In 1993, the duo released Gettysburg, based on Michael Shaara's Civil-War novel The Killer Angels. That film did fairly well in theaters by most four-hour war-movie standards, but its bigger triumph came post-Gulf War, in homes tuned to Turner Network Television, where it aired as a miniseries.
This time around, Shaara's son Jeffrey is responsible for the film and its far more interesting backstory. When Michael Shaara died in 1988, Maxwell approached Jeffrey, the executor of his father's estate, to find a novelist who would write a prequel and a sequel to The Killer Angels that could eventually be adapted for the screen. (Apparently, Maxwell felt that in order to grow as a filmmaker, he needed to take on an entirely identical project.) Jeffrey, who at the time was in the rare-coin business and had never published a story in his life, decided that he was the right man for the job. Remarkably, Gods and Generals and the sequel, The Last Full Measure, eventually landed on The New York Times best-seller list.
The two Shaara screen adaptations to date are absolutely insufferable. Both "movies" are indeed miniseries--not only for their behemoth running times but also for their barreling ignorance of cinematic nuances and their stupendous surfeit of schmaltz, dramaturgical pabulum, tiresome intellectual decorum and other dramatic compromises formatted to fit your television screen. (Gods, too, will presumably end up on cable in its frighteningly complete six-hour version.) The filmmakers like to brag about the graduate-level research that went into the film. But while you're watching history being told beneath those unconvincing beards, you'll be hard-pressed not to reminisce about your own junior high-school theater productions--the last time you saw so many school-lesson luminaries brought to leaden life.
Some of the latter include Gen. Robert E. Lee, played with determined dullness by Robert Duvall, and the forthrightly religious Thomas "Stonewall" Jackson (Stephen Lang), whose monologues burst with so much unadulterated Bible-thumpin' that Pat Robertson should get a producing credit, too.

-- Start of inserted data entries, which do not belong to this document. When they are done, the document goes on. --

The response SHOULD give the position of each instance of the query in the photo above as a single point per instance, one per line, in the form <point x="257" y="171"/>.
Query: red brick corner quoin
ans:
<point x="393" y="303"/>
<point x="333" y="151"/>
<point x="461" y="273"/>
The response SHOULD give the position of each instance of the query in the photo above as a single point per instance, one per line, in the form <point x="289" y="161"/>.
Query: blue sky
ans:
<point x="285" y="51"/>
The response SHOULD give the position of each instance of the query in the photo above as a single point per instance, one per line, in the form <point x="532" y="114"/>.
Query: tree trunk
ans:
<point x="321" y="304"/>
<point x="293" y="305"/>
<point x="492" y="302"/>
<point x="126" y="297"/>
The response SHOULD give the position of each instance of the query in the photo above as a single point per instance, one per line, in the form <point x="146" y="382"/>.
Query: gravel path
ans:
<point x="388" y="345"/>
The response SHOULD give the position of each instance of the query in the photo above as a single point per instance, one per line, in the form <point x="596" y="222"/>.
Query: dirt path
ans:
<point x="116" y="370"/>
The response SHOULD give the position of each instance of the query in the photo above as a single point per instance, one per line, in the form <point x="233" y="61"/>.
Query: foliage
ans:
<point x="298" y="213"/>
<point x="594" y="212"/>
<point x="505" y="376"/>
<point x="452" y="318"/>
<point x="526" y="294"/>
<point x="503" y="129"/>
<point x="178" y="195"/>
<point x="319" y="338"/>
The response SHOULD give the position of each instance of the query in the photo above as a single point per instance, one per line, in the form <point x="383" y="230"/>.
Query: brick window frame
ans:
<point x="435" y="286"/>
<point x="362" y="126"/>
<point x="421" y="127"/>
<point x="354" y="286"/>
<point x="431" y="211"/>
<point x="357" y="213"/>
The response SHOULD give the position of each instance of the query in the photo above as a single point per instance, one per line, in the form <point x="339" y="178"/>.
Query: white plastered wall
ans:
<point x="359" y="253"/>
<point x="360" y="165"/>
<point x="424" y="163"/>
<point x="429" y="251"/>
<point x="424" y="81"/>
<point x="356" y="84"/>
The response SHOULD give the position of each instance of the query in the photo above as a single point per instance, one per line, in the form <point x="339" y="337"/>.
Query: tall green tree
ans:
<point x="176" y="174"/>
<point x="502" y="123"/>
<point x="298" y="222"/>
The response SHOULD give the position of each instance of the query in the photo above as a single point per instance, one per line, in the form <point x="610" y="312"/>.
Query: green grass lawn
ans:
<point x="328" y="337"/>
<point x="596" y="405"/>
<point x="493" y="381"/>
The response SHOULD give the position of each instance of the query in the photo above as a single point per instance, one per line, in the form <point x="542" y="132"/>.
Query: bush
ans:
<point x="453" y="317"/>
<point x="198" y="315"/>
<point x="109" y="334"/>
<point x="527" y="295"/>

It's amazing how many portentous things can be said in one movie; in a pre-battle pep talk, Col. Joshua Lawrence Chamberlain (Jeff Daniels) draws a wayward analogy between Julius Caesar marching his legions into Rome and Lincoln marching his Union troops into Virginia. No one talks in this movie; everyone simply reads out loud, passing off careful sermonizing and ridiculously melodramatic writing as spontaneous revelations on horseback: "I cannot believe that mortal man can march in the face of such destruction."
You'd think Maxwell would at least recoup his losses by winning on the battlefield. (Specifically, Gods focuses on the battles of Bull Run, Fredericksburg and Chancellorville.) Not a chance: Most of the battle scenes consist of medium tracking shots of men charging across an open field at 3 mph, being mowed down as if suddenly everyone had sprained their ankles. There's not an ounce of redemptive horror to any of it.
With the exception of Civil War buffs who don't mind crummy filmmaking, audiences will find this film tacky, especially in light of the current political climate. While lefties will be unnerved by the film's grossly juvenile romanticizing of wartime duty, honor and destiny, serious conservatives will simply be embarrassed. Viewers who don't give a fig about politics will be busy succumbing to their own unjust war: the battle against sleep.